Para a Brasscom, a gestão de riscos deveria considerar a combinação entre tipo de modelo, tipo de aplicação e contexto de uso, com tratamento específico para a IA generativa, cujos impactos potenciais diferem significativamente do restante do ecossistema.

Essa leitura é compartilhada por Geber Ramalho, que defende uma lei mais enxuta e principialista, capaz de estabelecer categorias amplas e delegar às autoridades setoriais a definição concreta do que representa risco em cada área, por meio de normas infralegais mais flexíveis e atualizáveis, especialmente diante da velocidade de evolução da tecnologia.

Aspas de Marco Stefanini, Founder e CEO Global do Grupo Stefanini

Direitos Autorais

Embora reconheça que a proteção à criação intelectual seja legítima, Geber avalia que o debate sobre direitos autorais no contexto da inteligência artificial está longe de ser trivial. Ele chama atenção para os dilemas práticos e concorrenciais envolvidos na tentativa de restringir o uso de conteúdos no treinamento de modelos de IA, sobretudo em um cenário global em que outros países e empresas já avançaram utilizando grandes volumes de dados disponíveis, inclusive os nacionais.

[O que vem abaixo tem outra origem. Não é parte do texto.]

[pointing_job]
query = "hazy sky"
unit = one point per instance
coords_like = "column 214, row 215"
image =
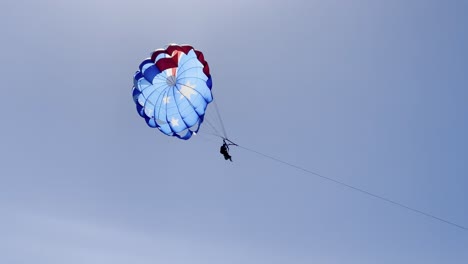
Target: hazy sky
column 372, row 93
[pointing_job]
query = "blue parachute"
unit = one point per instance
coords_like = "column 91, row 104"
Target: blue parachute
column 172, row 90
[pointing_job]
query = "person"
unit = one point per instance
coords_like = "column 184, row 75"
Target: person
column 225, row 151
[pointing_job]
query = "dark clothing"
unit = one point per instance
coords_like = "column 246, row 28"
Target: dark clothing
column 224, row 150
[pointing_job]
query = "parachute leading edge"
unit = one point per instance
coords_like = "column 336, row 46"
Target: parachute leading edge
column 172, row 90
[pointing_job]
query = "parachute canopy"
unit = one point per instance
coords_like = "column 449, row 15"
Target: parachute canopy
column 172, row 90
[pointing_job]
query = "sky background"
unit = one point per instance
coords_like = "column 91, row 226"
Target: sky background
column 371, row 93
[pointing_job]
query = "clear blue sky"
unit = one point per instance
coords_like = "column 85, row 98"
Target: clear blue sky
column 372, row 93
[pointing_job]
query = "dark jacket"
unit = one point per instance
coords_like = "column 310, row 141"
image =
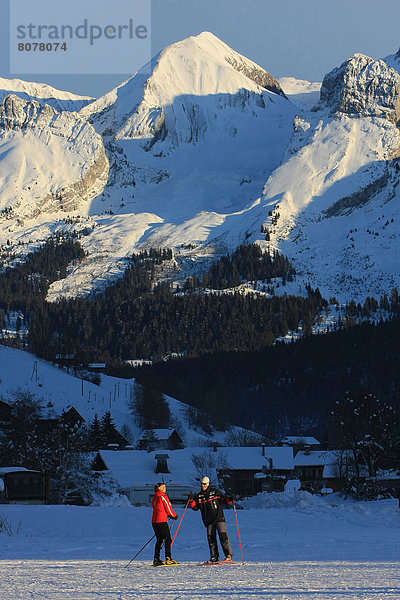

Para Nina, além de o PL não detalhar mecanismos capazes de identificar, de forma prática, como conteúdos protegidos por direitos autorais foram utilizados e como estes deveriam ser remunerados, o tema já é tratado por uma legislação específica, o que torna questionável sua incorporação ao Marco Legal da Inteligência Artificial. “Pagar pelo acesso à informação quando não se sabe o que será gerado com isso não parece fazer sentido”, afirma, destacando que, da forma como está, o texto tende a ampliar a insegurança jurídica.

Impactos no mercado

Do ponto de vista das empresas de tecnologia, um dos principais pontos de preocupação está na ampliação do risco jurídico para desenvolvedores de software e fornecedores de soluções baseadas em inteligência artificial. Para Geber Ramalho, o PL tende a tratar sistemas de IA como tecnologias consolidadas, quando, na prática, elas ainda operam sob incertezas e probabilidades.

Ao permitir que prejuízos ou decisões equivocadas do sistema sejam automaticamente atribuídos ao desenvolvedor, a proposta ignora o papel humano na tomada de decisão e cria um ambiente de responsabilização excessiva. “A IA ainda não é uma tecnologia consolidada, é uma ferramenta de apoio à decisão humana. Da forma que está hoje, o PL tende a punir o desenvolvedor do software pelo erro, tratando-o como responsabilidade objetiva”, alerta, citando como exemplo sistemas de apoio ao diagnóstico médico, nos quais a validação final deveria caber a um profissional humano.

Esse cenário pode ter efeitos diretos sobre investimentos, competitividade e a localização de atividades de desenvolvimento. Affonso Nina afirma que, sem ajustes, o PL pode criar gargalos capazes de afetar decisões estratégicas de negócios. Ele relata o caso de uma startup nacional de educação que, ao analisar o texto, concluiu que não conseguiria operar no Brasil nas condições propostas, assim como de multinacionais que aguardam maior clareza regulatória antes de decidir pela instalação de centros de desenvolvimento de IA no país.

Tanto a Brasscom como o CESAR e demais entidades têm levado contribuições e recomendações ao deputado Aguinaldo Ribeiro (PP-PB), municiando o relator do projeto na Câmara dos Deputados com informações técnicas e propostas de aperfeiçoamento do texto. A expectativa é que o debate avance para uma redação mais equilibrada, capaz de proteger direitos fundamentais sem comprometer a inovação, a competitividade e a atração de investimentos para o país.

O desfecho desse processo será determinante para o posicionamento do Brasil na economia digital global. “Estamos em um ponto em que a IA é um divisor de águas. Ela pode acelerar o nosso desenvolvimento, diminuindo o gap entre o Brasil e os países desenvolvidos, ou aumentar esse fosso”, conclui Stefanini.